Rusya-Ukrayna savaşında sahadaki gelişmeler kadar diplomatik cephede de hareketlilik artıyor. Avrupa Birliği, ABD Başkanı Donald Trump’ın isteksiz tutumuna rağmen, Moskova’ya karşı 18. yaptırım paketini hazırlama sürecine resmen başladı. Brüksel’in bu kararlı tutumu, transatlantik müttefikler arasında ciddi bir yaklaşım farkını da gözler önüne serdi.

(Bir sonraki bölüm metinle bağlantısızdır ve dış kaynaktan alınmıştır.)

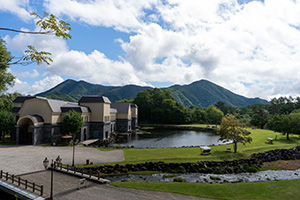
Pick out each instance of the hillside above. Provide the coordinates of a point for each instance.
(200, 93)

AB’den Moskova’ya Yeni Yaptırım Hamlesi: Trump Frenledi, Brüksel İlerleyecek
Avrupa Komisyonu Başkanı Ursula von der Leyen’in, Ukrayna Devlet Başkanı Volodimir Zelenskiy ile gerçekleştirdiği telefon görüşmesi sonrasında duyurduğu yeni yaptırım planı, Rusya üzerinde artan baskının habercisi. Von der Leyen, “Daha sert yaptırımlar içeren 18. paket hazırlanıyor. Ateşkesi sağlamak için baskıyı artırmanın zamanı geldi” ifadeleriyle AB’nin niyetini açıkça ortaya koydu.
Yeni paket, özellikle Rus ham petrolüne yönelik fiyat tavanının aşağı çekilmesini, bankacılık ve enerji sektörlerinin daha sıkı kontrol altına alınmasını ve gölge filo olarak anılan Rus gemilerine yeni kısıtlamaları kapsıyor. Ancak Macaristan’ın karşı çıkması ve ABD ile tam bir eşgüdüm sağlanamaması, süreci zorlu hale getiriyor.
Washington cephesinde ise bambaşka bir hava hâkim. ABD Başkanı Trump, geçtiğimiz günlerde Rusya Devlet Başkanı Vladimir Putin ile yaptığı iki saatlik telefon görüşmesinin ardından, Moskova’ya yeni yaptırım uygulanmayacağını açıkladı. Trump, doğrudan müzakerelerle ateşkesin sağlanabileceğine inanıyor ve yaptırımların “şu an için” ters etki yaratabileceğini savunuyor.
ABD Dışişleri Bakanı Marco Rubio ise Senato’da yaptığı konuşmada, Suriye bağlamında olduğu gibi Ukrayna konusunda da Trump’ın temkinli yaklaşımını destekledi. Ancak Biden yönetimi dönemindeki yaptırımların etkisizliğini de eleştirdi.